Managing Value

internally and externally

Firm Success

Firm success is based on the volume of transactions which the firm can gain with counterparties - parties for short - on markets.

These transactions are the source of inputs from which the firm can grow and be profitable.

Parties choose to transact with firms on the basis of their primary and secondary value offers, where firms exhibit competitive advantages.

Thus the primary and secondary value dimensions are decisive for the success of the firm.

The vast bulk of the business world and the counterparties today still operate in terms of the conventional four dimensions of value.

In conventional business a firm's level of success, very broadly speaking, is determined by the number of value dimensions in which it makes strong offers. Firms offering primary value in the new dimension, Deep-Connect, are difficult to evaluate because they are not yet fully established. However, they appear to be strong in all five dimensions and thus represent startling potential for success. These competitive conditions are illustrated below with examples from the auto industry.

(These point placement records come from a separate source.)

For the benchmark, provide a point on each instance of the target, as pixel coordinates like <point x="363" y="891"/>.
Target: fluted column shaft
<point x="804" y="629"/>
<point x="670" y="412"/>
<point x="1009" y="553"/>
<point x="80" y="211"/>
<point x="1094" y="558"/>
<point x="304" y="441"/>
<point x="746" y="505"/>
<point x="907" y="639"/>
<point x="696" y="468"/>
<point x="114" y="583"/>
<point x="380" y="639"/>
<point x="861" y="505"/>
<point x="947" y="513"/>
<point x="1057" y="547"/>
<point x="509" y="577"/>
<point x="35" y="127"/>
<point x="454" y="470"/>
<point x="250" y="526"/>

On the whole, however, there are a variety of ways in which firms can raise their level of success. Firms can choose between three interrelated paths:

  1. Align inputs and offers more efficiently and effectively: Align the value inputs and offers for each type of counterparty more rigorously to gain greater efficiency and effectiveness in the value exchange;
  2. Address counterparties in a targeted manner: Gain more counterparties by either addressing the value offer to the dimension(s) in which the weightiest preferences of the counterparties exist and / or addressing a greater depth of counterparties; or
  3. Add a strong dimension most suitable to firm and industry: Gain counterpartes with a wider range of preferences by adding / developing an additional strong value dimension which internally can be most readily leveraged from existing strengths and externally is least challenged by rivals

The paths above are ordered by the severity of the challenge and the level of complexity involved:

  1. Aligning value inputs and offers is similar to an organizational optimization initiative, a fairly straightforward management task which has been accomplished in the history of many firms;
  2. Addressing the value offers to targeted dimensions and / or greater depth of targeted parties is akin to changing the business model of the firm, a more complex challenge which however is increasingly tackled today; and
  3. Adding / developing an additional strong value dimension can be likened to a transformational change creating a new corporate culture, as well as new processes and structures, a much greater challenge which few firms have mastered.

In choosing which path or paths to take, an analysis of......

  • External conditions in the industry: In which dimensions are the rivals strong? What are the weightiest preferences of counterparties?
  • Internal capabilities of the firm: Are the inputs and offers well aligned? Can a wider range of counterparties be fruitfully addressed? How readily can an additional strong dimension be added?

.... will help assess the potential impact of each path.

On the basis of this analysis, priorities can be set more clearly and the scope of change initiatives defined more precisely.